Nego do Borel was soon signed to Sony Music and released three albums in 2014: the two extended plays MC Nego do Borel, É Ele Mesmo and the live television DVD Da Lama a Ostentação – Ao Vivo. The first album was released on 29 April 2014 and the second album was released on 19 August 2014. That same year, Nego released the song "Menina Má" from the DVD Da Lama a Ostentação featuring Melanina Carioca.

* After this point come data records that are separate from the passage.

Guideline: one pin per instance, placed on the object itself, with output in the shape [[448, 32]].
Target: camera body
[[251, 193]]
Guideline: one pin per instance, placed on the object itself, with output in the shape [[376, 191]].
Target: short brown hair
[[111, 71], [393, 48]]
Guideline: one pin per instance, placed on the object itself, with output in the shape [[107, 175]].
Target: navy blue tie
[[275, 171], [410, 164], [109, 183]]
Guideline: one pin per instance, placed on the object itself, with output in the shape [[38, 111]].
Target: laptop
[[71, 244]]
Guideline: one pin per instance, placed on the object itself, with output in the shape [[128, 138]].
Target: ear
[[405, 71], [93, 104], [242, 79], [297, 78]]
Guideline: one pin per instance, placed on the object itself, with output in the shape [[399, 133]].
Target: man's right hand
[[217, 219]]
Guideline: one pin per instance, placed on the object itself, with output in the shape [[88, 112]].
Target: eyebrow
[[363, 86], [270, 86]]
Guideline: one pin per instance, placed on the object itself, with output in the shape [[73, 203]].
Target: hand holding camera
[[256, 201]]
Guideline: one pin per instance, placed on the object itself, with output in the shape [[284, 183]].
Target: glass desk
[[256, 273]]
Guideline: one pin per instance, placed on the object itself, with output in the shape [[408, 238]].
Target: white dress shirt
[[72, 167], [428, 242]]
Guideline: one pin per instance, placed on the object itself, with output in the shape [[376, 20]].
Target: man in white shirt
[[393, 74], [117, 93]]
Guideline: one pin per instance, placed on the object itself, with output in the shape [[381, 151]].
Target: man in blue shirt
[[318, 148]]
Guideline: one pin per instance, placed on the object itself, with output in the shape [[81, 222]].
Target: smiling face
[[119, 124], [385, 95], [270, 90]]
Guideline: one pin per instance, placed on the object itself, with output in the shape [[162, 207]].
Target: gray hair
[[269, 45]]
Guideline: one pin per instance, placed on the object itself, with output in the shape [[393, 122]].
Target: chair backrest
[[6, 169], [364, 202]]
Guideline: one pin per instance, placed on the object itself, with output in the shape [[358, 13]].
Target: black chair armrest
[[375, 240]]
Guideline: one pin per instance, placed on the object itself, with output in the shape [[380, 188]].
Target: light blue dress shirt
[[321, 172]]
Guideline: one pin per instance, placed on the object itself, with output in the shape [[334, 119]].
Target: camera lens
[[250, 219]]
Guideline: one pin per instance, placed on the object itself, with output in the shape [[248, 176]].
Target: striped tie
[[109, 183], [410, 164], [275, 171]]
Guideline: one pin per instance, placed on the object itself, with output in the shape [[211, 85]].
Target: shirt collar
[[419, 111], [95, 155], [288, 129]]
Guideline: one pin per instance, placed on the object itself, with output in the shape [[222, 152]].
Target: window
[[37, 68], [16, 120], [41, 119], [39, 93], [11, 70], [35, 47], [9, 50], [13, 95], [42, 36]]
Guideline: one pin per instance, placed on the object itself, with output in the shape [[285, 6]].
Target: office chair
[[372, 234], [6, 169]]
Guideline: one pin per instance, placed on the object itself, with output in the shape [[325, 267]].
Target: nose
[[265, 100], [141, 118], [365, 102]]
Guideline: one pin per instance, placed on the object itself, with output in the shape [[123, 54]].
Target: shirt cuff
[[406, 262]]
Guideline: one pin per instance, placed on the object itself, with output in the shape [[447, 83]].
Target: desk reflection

===2015–present: Nego Resolve and Appearance on TV===
In 2015, Nego do Borel released his first studio album Nego Resolve which included the singles "Não Me Deixe Sozinho", "Janela Aberta" e "Nego Resolve". The single "Não Me Deixe was released on 8 July 2015 on the digital platforms ITunes, Google Play and media flow services Spotify, Tidal and Apple Music. Nego collaborated with singer Anitta on her third studio album Bang.

== Artistry ==
=== Influences ===
Nego do Borel cites Brazilian funk carioca singer Menor do Chapa as his biggest influence.

=== Alter egos ===
Nego do Borel portrays the character Nega da Boreli (meaning "black woman from Boreli"), who caricatures a travesti from a suburb and claims to be the girlfriend of Nego do Borel. She also envies female dancers from Bonde das Maravilhas (meaning "team of wonders").

== Controversies ==
Nego do Borel had two marked interviews on 20 March 2013; one for The Noite com Danilo Gentilli and another for Agora é Tarde. After participating with Danilo Gentili's program to play a joke with Rafinha Bastos, the funk artist was called by Gentili to remain in the SBT, causing his participation in "Agora é Tarde" to be cancelled. Shortly after, Nego was called by Gentili to participate in the framework of "Programa do Ratinho". According to his businessman Nino, the interview scheduled for that day had to be to rebooked for another week.

==Discography==

===Albums===
- MC Nego do Borel (2014)
- É Ele Mesmo (2014)
- Nego Resolve (2015)

===Singles===
====As lead artist====

| Title | Charts | Album |
BRA Billboard
| "Os Caras do Momento" | — | MC Nego do Borel & É Ele Mesmo |
| "Bonde dos Brabos" | — |
| "Brincadeira das Maravilhas (Eu Adoro, Eu Me Amarro)" | — |
| "Diamante de Lama" | — |
| "Quero Usufruir" | — | É Ele Mesmo |
| "Menina Má" | — | Da Lama à Ostentação |
| ''Não Me Deixe Sozinho'' | — | Nego Resolve |
| ''Janela Aberta'' | — |
| ''Nego Resolve'' | — |
| "Pretinha Vou Te Confessar" | — |
| "Hoje é Dia de Maldade" | — | TBA |
| "Ela Vai Além" | — |
| "Você Partiu Meu Coração" (feat. Anitta & Wesley Safadão) | 21 |
| "Esqueci Como Namora" (feat. Maiara e Maraísa) | 38 |
"—" denota singles que não entraram nas paradas musicais.